教育現場と子どもの世界のニューノーマル

放課後NPOアフタースクール 代表理事 平岩国泰 (聞き手:PHP総研 山田花菜)

2、学童と行政が緊急時に備えて考えておくべきこと
 
――近隣の学童との連携はあったんですか? オンラインでは岩手の学童などともつながったということでしたが、近くの学童を閉めるから、そちらに通っている子どもを預かるとか。
 
平岩:実はそれも行政への提案のひとつだったんですが、そこまではできませんでした。自治体によって差はありますが、東京都の場合、保育園や学童は事業者に運営を委託していることが多いんです。つまり、保育園や学童ごとに事業者がばらばらで横のつながりがあまりないので、行政がリードしないとそうしたことはできないんです。
 
 開ける保育園を3つくらいに絞ってほかは休園しているような自治体もありましたが、ほとんどの自治体ではできなかった。本当は2,3か所ごとにまとめてしまえるといいと思います。5人ずつしか来ていない保育園が3か所あれば、1か所にまとめても15人ですから、スペースがあれば預かれます。そうするとスタッフも休みが取れますから、そうした試みもやってみるべきだったと思っています。
 
――これからの課題という感じですね。
 
平岩:そうですね。でもこの課題がいちばん難しそうだと思っています。事業者がたくさんいるのと、そこまでどうやって通うのかという問題があります。小学生だと、隣の学区の小学校まで通うのもなかなか大変ですよね。移動距離が長くなり、慣れていない場所になり、ということを考えるとその施策は難しそうなので、利用者を本当に必要な方に絞り、時間短縮運営にするとか、土曜日は休みにするとか、そのあたりが今後危機が起きた場合の現実的な対応策かなと考えています。
 
――コロナ禍によって仕事がなくなった業種もあれば、ニーズが爆発してものすごく忙しくなった業種もあると思います。アフタースクールは出られるスタッフは限られ、かつニーズはあるという点で忙しくなったほうだと思うのですが、臨時のボランティアやアルバイトを入れたりはされたんですか?
 
平岩:あまり入れられませんでした。これも反省材料なんですけど、実際「なにか手伝いますよ」と言ってくれる人はいたんですが、慣れていない人がこのタイミングで突然入るというのは難しかったですし、感染が心配されているような状況では、いろんな人が出入りするということもリスクだし、といったことを考えると受け入れはできなくて。
 
 ですが、こうした状況ではそうした力もうまく巻き込んでやらないと、自分たちだけで背負うのは大変です。ですから、来る危機的状況に備える意味でも、ふだんからいろんな意味で開放的にしておいて、人や場所が柔軟に増やしたり減らしたりできるようにしておきたいと思っています。
 
――そのあたりは難しいですよね。

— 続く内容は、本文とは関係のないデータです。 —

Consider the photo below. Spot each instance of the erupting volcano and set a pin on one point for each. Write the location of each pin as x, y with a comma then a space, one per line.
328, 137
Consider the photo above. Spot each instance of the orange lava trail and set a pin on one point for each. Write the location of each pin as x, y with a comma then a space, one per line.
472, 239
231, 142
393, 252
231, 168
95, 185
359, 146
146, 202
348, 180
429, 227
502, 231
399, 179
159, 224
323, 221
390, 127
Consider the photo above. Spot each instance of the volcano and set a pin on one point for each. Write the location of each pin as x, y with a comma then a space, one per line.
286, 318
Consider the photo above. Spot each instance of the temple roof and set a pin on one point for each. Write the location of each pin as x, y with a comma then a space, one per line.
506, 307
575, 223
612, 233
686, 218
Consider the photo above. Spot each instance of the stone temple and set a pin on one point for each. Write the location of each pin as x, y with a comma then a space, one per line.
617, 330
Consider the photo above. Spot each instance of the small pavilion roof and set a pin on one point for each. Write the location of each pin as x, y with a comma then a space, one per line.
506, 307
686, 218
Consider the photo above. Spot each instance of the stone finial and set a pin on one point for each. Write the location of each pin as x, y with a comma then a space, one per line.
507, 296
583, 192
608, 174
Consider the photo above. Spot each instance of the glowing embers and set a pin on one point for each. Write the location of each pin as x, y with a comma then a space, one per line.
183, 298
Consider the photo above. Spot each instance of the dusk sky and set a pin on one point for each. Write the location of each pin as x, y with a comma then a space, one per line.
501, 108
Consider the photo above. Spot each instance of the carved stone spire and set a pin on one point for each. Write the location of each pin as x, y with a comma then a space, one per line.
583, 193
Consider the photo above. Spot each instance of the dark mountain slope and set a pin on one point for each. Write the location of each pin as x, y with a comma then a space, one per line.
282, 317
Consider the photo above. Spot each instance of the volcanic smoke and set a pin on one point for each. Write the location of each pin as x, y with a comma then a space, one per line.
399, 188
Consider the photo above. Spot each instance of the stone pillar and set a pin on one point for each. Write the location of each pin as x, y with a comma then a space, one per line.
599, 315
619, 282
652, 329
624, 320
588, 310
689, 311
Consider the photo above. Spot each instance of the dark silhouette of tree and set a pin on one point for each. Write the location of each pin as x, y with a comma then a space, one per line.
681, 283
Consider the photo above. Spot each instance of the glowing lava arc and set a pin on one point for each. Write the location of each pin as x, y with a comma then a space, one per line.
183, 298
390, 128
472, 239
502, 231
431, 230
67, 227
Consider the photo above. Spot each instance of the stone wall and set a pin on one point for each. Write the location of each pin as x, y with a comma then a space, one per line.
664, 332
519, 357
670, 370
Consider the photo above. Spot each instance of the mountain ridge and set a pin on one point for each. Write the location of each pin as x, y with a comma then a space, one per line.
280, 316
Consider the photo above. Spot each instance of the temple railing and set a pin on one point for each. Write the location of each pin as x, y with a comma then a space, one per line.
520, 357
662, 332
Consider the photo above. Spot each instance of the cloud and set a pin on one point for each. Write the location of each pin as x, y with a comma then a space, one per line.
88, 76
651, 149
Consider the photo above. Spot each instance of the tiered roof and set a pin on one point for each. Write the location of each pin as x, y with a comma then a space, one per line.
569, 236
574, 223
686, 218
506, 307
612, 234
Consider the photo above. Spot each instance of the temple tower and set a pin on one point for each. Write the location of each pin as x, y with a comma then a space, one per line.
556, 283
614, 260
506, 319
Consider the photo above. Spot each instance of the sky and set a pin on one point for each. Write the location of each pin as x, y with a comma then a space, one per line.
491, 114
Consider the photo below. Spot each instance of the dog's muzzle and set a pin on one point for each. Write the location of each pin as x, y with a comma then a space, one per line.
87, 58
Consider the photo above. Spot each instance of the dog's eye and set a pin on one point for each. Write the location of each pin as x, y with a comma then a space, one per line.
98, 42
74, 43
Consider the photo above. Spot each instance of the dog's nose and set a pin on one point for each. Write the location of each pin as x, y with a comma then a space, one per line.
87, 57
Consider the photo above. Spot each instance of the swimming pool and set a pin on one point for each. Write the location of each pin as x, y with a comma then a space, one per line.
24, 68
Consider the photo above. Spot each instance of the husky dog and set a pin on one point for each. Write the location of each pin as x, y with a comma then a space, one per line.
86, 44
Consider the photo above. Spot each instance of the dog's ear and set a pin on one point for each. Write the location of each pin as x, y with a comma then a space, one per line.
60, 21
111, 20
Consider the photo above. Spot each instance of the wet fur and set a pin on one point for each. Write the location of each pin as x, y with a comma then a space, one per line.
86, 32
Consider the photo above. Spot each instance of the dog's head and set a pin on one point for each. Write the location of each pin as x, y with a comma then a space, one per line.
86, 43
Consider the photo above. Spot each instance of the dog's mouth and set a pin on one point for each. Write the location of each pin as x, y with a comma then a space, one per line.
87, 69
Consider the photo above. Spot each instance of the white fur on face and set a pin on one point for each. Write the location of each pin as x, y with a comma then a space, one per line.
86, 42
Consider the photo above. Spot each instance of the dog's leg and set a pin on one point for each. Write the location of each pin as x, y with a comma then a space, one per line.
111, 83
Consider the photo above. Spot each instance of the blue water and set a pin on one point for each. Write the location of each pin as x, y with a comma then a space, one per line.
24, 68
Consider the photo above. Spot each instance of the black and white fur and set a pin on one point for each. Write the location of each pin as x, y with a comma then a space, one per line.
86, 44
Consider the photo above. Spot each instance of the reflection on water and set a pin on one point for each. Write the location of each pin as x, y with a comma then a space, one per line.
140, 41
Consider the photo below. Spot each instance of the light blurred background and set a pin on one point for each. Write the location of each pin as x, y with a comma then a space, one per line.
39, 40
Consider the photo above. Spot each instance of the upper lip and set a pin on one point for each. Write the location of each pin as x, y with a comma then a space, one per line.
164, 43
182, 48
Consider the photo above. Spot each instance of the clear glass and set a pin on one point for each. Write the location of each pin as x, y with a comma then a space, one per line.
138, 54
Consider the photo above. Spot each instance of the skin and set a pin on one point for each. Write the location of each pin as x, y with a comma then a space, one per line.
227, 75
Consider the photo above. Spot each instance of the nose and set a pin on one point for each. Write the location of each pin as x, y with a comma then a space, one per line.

労働力の柔軟な移動は必要だと思いますが、感染症は行動履歴の読めない人が入ってくるのが怖い災害ですし、対象が子どもの事業ということで、変な人が入ってくるようなことがあると大変です。信頼関係ができていることに加え、健康リスクがないかといったことも見ながらでなければ現場に入ってもらえないので、ぱっと人を付け替えるということが難しいタイプの危機だったということは感じています。
 
平岩:まったくその通りです。なので今後は、週に1回程度来てくれるボランティアさんなど、この人なら間違いなく安心という人が数人でもいてくれたら、こういうときには力になってくれるだろうなと思っています。